Escritores, advogados, profissionais do marketing, jornalistas e criadores de conteúdo são algumas das profissões que fazem uso da plataforma.
Com o aporte, a empresa quer oferecer recursos mais avançados, como adaptação de tom, humanização de textos e sugestões de estilo, além de revisão gramatical.
É importante ressaltar que, para qualquer LLM ser criado, é necessário extrair informações de algum lugar. A OpenAI, por exemplo, tem enfrentado disputas judiciais ao longo dos anos por suspeitas de violação de direitos autorais. A empresa por trás do ChatGPT chegou a falar que "é impossível" criar ferramentas como o GPT-4 sem utilizar material protegido.
O grande diferencial da Clarice.ai está aí. Ao invés de pegar informações 'de fora', a startup está extraindo dados dos próprios usuários para treinar o LLM, como os textos revisados e reescritos.

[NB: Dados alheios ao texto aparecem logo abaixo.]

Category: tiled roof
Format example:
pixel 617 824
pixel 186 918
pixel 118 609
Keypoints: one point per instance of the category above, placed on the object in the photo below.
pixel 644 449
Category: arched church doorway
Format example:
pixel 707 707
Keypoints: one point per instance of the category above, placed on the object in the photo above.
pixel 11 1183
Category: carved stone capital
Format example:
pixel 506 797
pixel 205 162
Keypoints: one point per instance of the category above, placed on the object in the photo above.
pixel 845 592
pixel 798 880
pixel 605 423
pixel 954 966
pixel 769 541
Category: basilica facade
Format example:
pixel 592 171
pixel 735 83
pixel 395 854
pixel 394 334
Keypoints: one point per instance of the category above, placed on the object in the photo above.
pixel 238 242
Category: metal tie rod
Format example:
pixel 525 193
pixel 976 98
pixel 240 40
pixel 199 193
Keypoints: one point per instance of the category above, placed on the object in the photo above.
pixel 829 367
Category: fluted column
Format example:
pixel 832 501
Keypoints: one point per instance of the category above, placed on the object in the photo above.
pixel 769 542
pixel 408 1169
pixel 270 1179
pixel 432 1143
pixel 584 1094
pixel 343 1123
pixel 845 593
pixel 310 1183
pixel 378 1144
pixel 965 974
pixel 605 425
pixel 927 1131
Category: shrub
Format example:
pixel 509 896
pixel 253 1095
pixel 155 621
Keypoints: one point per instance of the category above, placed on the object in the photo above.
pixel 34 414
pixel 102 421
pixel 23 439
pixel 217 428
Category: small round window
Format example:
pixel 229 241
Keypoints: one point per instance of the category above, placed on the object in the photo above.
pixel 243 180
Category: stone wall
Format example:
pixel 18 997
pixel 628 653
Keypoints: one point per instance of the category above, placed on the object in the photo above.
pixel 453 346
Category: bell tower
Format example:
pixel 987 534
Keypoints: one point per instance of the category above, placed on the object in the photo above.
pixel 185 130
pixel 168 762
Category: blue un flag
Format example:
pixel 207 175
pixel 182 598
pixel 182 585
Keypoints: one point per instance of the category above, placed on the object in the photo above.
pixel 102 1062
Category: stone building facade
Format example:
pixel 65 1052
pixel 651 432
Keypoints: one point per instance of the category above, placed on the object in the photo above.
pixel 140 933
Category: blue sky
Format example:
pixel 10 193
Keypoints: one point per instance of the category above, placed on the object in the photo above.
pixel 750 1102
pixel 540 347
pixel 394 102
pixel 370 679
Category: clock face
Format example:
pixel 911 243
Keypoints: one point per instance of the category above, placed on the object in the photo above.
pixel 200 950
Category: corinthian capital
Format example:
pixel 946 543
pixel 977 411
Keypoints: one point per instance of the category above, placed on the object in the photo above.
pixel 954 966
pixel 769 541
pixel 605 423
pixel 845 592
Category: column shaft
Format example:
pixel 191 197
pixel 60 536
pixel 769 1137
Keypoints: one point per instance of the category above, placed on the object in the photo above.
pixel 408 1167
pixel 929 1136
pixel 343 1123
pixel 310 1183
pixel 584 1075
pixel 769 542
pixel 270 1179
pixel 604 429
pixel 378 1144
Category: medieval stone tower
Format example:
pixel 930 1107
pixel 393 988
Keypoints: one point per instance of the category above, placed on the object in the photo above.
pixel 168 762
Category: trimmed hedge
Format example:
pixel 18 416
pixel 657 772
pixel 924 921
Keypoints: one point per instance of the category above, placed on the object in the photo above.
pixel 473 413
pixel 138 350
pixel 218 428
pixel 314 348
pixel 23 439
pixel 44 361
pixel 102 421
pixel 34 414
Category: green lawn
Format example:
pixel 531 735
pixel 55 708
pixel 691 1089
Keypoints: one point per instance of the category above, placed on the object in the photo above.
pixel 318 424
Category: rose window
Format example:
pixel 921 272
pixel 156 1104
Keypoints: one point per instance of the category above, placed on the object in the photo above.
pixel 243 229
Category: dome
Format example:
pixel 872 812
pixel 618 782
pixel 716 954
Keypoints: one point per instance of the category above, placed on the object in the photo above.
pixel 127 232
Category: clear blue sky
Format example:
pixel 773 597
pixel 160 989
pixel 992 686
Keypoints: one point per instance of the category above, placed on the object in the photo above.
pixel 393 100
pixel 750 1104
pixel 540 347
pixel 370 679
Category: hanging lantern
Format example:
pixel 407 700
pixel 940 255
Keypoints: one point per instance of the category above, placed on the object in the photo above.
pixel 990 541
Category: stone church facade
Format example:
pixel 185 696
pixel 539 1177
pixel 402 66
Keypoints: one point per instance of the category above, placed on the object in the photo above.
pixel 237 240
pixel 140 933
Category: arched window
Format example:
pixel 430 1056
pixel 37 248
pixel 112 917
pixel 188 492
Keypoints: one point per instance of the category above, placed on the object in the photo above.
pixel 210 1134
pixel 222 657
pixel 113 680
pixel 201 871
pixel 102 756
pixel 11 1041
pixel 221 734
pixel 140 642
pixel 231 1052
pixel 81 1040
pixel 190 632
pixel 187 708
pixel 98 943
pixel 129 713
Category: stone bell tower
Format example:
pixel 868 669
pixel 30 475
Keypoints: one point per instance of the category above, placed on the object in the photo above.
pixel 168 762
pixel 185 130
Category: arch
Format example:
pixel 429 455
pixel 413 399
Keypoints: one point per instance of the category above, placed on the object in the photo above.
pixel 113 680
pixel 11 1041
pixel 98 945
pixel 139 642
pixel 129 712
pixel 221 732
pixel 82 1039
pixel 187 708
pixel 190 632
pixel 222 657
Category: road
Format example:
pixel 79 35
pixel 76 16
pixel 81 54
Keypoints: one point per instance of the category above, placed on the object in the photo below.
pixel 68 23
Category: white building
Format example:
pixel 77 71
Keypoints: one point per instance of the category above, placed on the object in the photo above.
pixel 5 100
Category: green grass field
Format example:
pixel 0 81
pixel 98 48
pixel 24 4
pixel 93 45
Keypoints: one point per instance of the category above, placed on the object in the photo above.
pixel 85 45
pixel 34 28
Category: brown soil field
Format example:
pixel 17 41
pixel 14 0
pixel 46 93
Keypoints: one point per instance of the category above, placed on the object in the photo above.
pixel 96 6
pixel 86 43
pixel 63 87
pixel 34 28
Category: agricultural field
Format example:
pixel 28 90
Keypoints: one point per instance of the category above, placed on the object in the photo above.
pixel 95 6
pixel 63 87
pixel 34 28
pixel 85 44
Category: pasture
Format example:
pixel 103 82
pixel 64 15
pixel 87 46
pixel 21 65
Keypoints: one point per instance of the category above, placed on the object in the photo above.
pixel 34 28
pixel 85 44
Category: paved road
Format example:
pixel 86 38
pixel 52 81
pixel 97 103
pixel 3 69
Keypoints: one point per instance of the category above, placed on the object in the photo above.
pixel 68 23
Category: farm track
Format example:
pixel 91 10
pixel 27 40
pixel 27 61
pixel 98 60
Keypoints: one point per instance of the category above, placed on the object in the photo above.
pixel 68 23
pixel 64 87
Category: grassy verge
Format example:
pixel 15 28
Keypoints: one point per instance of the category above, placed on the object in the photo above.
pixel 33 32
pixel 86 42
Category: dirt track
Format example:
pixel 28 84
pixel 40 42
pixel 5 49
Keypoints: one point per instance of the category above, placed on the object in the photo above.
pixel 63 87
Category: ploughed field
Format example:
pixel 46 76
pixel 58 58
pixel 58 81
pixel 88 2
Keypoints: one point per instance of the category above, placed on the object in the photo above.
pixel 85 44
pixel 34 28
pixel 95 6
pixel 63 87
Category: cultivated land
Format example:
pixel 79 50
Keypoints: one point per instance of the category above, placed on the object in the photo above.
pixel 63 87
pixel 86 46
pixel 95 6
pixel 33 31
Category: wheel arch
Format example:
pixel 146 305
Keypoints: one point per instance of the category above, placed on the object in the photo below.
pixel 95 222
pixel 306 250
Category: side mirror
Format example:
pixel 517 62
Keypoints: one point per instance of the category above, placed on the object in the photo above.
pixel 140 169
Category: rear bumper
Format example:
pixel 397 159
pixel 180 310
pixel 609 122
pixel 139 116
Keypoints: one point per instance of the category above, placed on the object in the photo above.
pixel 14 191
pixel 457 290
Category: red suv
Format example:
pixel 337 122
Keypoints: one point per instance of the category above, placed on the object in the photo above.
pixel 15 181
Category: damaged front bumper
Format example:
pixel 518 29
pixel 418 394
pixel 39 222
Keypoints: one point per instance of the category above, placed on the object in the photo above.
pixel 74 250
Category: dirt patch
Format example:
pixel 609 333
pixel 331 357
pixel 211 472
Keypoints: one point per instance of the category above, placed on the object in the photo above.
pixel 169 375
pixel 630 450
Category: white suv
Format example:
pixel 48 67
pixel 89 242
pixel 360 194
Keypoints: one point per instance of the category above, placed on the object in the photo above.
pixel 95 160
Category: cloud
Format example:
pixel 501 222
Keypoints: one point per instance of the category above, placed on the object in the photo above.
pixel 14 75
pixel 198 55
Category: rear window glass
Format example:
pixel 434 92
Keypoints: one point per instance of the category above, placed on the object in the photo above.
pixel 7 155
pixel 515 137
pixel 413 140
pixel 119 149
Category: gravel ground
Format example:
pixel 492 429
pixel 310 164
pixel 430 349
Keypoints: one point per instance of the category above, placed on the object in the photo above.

"Esses dados são extremamente importantes para treinar um modelo de linguagem em português. É uma grande diferença pegar textos gerais, como os da Wikipédia, e usá-los para treinar uma IA, em comparação a pegar uma frase com problemas de estilo ou gramática e corrigi-la. Isso resulta em um modelo linguisticamente muito melhor", diz.
Iszlaji explica que a startup consegue, por exemplo, ver quais trechos do texto os usuários escolhem e alteram durante a revisão. "É muito mais valioso que um 'joinha' na resposta do ChatGPT, que você pode acabar gostando de uma parte e não das outras", afirma. Assim, a IA da Clarice aprende e consegue ajustar as sugestões para ficar mais similar ao que o autor realmente deseja.
Treinar um modelo de IA específico para o português ocorre em um momento importante: em 2024, o governo brasileiro anunciou um investimento de R$ 1 bilhão para o desenvolvimento de modelos de linguagem em português por meio do Plano Nacional de Inteligência Artificial (PBIA).
De lá para cá, o estado do Piauí criou o SoberanIA, um modelo de linguagem estatal que usa dados públicos curados em português. Também há empresas como a Maritaca AI, com seu modelo Sabiá, e a WideLabs, com o Amazônia IA, que já desenvolvem LLMs voltados para o mercado brasileiro.
Iszlaji também mencionou que, embora tudo dependa do edital ainda não publicado, o fundador já chegou a conversar com o Ministério da Ciência, Tecnologia e Inovações (MCTI), responsável pelo PBIA, para contar mais sobre a Clarice.
A startup planeja lançar uma API em breve, permitindo que outras empresas integrem sua tecnologia de IA nas próprias plataformas. Um exemplo disso é o Perplexity, que funciona como uma mistura entre Google e ChatGPT: usuários pagantes conseguem escolher qual será a "engrenagem" utilizada para responder aquela pergunta, e ela pode ser de qualquer empresa que disponibilizou o API.